Bulletin Board
Rants, Raves, Interesting Science & Awful Puns
October 14, 2004

Abiogenic Hydrocarbons?

Intriguing Results

The section on Velikovsky in Kicking the Sacred Cow touches upon the theory that has been around since the 1960s that hydrocarbons can be produced from inorganic materials under the conditions existing in the Earth's mantle, without involving biological decomposition at all. An article by Gabe Romain at Betterhumans, with a link to the research paper in the Proceedings of the National Academy of Sciences, reports recent experimental results that support such a possibility.

The subject has enormous implications, since it would mean that the supply of "fossil" fuels is effectively inexhaustible, negating all the politics, wars, and adversarial economics resulting from its presumed finite supply.
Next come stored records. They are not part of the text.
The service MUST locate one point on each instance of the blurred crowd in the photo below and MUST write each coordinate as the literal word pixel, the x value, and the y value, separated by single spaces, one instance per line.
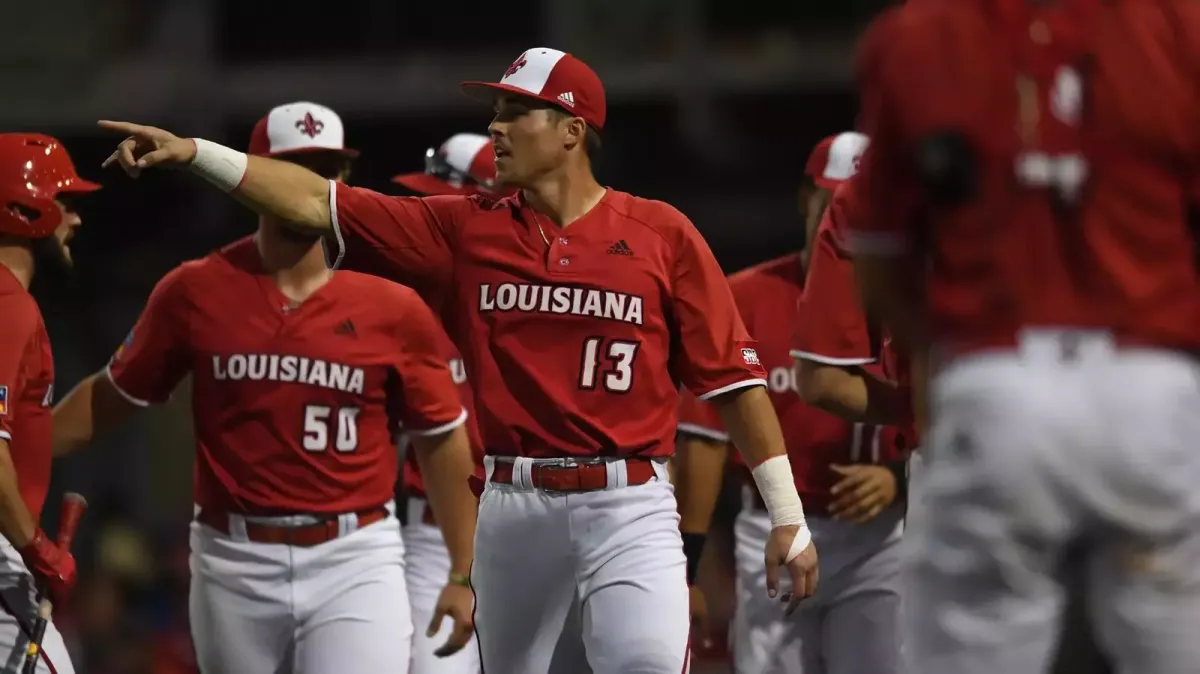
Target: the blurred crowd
pixel 130 612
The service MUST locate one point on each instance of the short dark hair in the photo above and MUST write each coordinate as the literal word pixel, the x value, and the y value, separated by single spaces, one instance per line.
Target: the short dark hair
pixel 592 140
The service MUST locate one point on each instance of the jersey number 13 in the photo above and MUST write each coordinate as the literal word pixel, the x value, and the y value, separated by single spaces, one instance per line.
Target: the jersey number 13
pixel 609 363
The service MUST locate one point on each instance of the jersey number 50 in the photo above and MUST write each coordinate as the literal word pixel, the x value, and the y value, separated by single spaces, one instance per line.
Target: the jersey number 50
pixel 317 420
pixel 618 377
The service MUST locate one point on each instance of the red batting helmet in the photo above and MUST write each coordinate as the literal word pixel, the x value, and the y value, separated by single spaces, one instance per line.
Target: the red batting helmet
pixel 34 170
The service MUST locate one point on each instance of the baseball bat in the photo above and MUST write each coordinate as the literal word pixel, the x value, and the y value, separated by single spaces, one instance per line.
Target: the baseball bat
pixel 69 522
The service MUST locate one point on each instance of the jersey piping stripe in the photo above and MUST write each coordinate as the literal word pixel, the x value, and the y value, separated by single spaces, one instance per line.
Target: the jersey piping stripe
pixel 139 402
pixel 702 432
pixel 337 229
pixel 742 384
pixel 828 360
pixel 439 429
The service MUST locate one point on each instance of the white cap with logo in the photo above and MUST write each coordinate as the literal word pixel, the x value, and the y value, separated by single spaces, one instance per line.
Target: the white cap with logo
pixel 297 128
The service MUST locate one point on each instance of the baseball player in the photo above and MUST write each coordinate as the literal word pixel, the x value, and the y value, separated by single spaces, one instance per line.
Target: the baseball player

Hence, predictably, it provokes fierce ideological debate -- as if the truth or otherwise of a scientific contention could be affected by the perceived desirability of the consequences.

Another line of thought that traces back to Velikovsky is the suggestion that some of Earth's hydrocarbons could be of cosmic origin, transported in the tails of comets, the majority of which he maintained come from Jupiter. Nobody disputes the current planetary models that ascribe enormous amounts of methane and other hydrocarbons to Jupiter and the gas giants. So that ought to answer the question of whether the abiogenic production of hydrocarbons is possible. Sometimes it seems to me that a good definition of "expert" might be a person rigorously trained to be incapable of seeing the obvious.